Giulianova, sversamento di acido nel depuratore: chiusa l'A14

Vigili del fuoco e polizia stradale a Mosciano Sant'Angelo dopo l'allarme partito da un depuratore della Ruzzo Reti: per quasi un'ora traffico bloccato in entrambe le direzioni tra i caselli Val Vibrata e Roseto a causa delle esalazioni pericolose.
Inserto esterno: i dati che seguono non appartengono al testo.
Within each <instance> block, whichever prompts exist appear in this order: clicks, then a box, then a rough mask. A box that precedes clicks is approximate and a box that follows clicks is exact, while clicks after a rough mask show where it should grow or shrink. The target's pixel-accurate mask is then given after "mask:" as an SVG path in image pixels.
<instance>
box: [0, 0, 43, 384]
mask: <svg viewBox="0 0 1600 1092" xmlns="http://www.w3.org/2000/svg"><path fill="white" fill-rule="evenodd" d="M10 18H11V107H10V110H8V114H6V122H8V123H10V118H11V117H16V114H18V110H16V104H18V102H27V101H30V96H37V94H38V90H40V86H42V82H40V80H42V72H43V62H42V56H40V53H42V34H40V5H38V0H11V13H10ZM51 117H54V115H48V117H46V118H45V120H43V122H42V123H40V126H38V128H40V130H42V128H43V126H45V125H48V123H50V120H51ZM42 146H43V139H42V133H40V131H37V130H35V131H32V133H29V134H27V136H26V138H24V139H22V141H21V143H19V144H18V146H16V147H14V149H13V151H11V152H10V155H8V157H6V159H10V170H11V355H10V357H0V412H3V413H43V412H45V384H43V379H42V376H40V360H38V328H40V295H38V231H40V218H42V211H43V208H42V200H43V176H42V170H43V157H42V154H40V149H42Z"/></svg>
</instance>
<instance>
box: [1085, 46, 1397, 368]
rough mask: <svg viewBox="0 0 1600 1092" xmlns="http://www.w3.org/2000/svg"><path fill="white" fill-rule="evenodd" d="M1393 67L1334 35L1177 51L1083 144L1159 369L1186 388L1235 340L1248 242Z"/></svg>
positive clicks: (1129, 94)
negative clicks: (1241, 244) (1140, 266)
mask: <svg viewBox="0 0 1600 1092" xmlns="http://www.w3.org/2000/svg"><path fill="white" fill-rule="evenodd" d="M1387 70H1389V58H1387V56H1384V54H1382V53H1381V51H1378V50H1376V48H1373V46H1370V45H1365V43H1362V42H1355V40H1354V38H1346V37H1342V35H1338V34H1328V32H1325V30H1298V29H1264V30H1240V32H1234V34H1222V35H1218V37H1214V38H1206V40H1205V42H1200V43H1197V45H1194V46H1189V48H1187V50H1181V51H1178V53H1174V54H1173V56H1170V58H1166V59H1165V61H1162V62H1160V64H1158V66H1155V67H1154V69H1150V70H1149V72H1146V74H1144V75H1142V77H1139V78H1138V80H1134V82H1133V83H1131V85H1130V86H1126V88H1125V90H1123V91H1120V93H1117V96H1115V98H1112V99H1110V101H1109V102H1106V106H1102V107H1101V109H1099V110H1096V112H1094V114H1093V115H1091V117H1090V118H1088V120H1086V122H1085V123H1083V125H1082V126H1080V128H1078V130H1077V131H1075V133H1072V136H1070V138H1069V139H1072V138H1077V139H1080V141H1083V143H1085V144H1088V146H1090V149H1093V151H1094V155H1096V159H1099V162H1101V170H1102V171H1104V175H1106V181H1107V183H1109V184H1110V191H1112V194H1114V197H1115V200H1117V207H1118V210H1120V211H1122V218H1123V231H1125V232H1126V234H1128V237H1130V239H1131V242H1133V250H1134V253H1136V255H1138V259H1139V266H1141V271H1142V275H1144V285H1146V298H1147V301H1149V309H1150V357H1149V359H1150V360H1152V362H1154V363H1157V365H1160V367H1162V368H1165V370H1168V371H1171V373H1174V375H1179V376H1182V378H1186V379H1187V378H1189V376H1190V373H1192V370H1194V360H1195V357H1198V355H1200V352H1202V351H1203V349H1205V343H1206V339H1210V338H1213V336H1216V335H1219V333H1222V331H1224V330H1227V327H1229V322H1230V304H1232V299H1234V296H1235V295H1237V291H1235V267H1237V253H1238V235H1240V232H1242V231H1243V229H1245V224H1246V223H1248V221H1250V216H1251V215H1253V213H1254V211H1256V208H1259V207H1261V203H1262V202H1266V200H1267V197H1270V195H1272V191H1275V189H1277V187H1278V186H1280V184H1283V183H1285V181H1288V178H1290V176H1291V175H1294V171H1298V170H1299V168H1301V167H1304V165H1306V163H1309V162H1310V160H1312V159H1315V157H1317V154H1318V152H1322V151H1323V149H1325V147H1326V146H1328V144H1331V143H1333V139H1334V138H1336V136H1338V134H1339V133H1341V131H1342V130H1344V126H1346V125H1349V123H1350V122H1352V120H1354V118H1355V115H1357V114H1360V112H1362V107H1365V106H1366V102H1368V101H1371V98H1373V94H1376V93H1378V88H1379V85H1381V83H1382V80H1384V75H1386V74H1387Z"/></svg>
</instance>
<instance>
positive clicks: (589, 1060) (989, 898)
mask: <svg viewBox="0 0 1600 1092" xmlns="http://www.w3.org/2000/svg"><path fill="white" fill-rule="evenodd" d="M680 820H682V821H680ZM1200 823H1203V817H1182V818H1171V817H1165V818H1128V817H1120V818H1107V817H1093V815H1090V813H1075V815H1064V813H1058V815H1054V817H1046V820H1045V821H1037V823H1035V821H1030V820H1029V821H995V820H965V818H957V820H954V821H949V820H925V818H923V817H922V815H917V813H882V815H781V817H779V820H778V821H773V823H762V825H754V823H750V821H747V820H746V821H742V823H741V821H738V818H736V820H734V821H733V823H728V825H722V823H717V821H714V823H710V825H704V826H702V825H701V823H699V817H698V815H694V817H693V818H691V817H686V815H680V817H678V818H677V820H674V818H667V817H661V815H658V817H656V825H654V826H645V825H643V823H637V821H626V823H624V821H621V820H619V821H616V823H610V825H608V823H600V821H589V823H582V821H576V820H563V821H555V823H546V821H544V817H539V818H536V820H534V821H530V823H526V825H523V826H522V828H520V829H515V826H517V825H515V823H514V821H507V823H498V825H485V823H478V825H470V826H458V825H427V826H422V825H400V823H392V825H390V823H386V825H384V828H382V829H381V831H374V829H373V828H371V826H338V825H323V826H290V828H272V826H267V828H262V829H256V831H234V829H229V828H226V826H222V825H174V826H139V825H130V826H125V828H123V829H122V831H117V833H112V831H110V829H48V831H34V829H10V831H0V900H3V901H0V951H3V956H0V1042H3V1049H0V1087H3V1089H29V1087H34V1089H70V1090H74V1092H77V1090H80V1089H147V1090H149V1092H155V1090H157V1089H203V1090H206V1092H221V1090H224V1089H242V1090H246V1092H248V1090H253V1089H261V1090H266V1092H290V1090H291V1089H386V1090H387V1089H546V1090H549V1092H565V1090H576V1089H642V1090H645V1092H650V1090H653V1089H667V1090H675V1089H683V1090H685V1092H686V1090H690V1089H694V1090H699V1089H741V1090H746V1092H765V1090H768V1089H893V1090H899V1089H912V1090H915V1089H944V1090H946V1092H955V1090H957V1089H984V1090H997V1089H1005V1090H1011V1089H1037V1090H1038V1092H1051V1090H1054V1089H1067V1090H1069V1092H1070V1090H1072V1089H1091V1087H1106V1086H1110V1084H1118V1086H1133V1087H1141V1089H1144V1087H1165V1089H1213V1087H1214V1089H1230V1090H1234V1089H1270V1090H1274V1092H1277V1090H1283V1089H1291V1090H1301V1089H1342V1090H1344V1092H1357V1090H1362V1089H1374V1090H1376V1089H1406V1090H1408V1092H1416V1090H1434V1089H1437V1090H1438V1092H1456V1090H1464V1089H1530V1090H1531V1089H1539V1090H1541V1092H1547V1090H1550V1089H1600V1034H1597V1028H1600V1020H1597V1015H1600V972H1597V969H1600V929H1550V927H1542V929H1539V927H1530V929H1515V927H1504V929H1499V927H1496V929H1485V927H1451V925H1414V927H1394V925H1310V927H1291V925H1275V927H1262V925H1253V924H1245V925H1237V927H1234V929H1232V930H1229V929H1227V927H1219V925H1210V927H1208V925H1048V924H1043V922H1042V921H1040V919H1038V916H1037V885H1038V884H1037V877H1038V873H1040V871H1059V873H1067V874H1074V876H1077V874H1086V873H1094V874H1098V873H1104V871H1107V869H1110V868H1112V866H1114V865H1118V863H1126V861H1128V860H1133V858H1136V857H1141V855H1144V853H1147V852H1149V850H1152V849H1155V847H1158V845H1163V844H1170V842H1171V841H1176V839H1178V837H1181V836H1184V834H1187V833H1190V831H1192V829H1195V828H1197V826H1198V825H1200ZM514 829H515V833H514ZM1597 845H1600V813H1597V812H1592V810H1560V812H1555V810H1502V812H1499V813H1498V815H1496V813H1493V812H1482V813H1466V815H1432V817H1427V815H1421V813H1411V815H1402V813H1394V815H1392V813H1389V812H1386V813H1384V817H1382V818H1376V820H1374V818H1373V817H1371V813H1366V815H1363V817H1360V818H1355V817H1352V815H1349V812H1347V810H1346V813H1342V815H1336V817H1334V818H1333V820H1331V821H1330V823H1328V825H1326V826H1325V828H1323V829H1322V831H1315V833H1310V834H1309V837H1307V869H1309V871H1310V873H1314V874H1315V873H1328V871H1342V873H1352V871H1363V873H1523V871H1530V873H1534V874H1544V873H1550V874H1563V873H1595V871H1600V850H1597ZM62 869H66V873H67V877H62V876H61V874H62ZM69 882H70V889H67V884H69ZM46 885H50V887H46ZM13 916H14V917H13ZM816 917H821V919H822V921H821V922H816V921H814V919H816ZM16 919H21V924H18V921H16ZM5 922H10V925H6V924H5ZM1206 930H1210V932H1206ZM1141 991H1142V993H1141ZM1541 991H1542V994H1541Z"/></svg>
Più tardi riaperta anche la Teramo Mare
MOSCIANO SANT'ANGELO. Esalazioni pericolose provocate dallo sversamento di acido peracetico nel depuratore della Ruzzo Reti, a Mosciano Sant'Angelo (Teramo) ha provocato un allarme chimico con la conseguente chiusura per circa un'ora del tratto di autostrada A14 compreso tra i caselli Val Vibrata e Roseto degli Abruzzi, in entrambe le direzioni. Non appena è scattato l'allarme, due squadre di vigili del fuoco del Comando di Teramo e del Distaccamento di Roseto, con tre autobottipompa e due autobotti, per un totale di 16 uomini e cinque automezzi operativi, sono intervenuti insieme alla polizia stradale alla rotonda di Grasciano, sull'innesto tra il raccordo autostradale Teramo/Mare e la Strada provinciale 22A, nella zona prospiciente la ditta Amadori. All'interno del depuratore, che serve la zona di Mosciano Stazione, si è verificata la fuoriuscita di una sostanza pericolosa che al momento viene segnalata come "Acido peracetico". L'A14 è stata riaperta al traffico mentre per la Teramo mare, dopo le ulteriori verifiche, è stata riaperta più tardi. Controlli sono in corso anche per accertare che la sostanza pericolosa non sia finita anche nelle acque del fiume Tordino.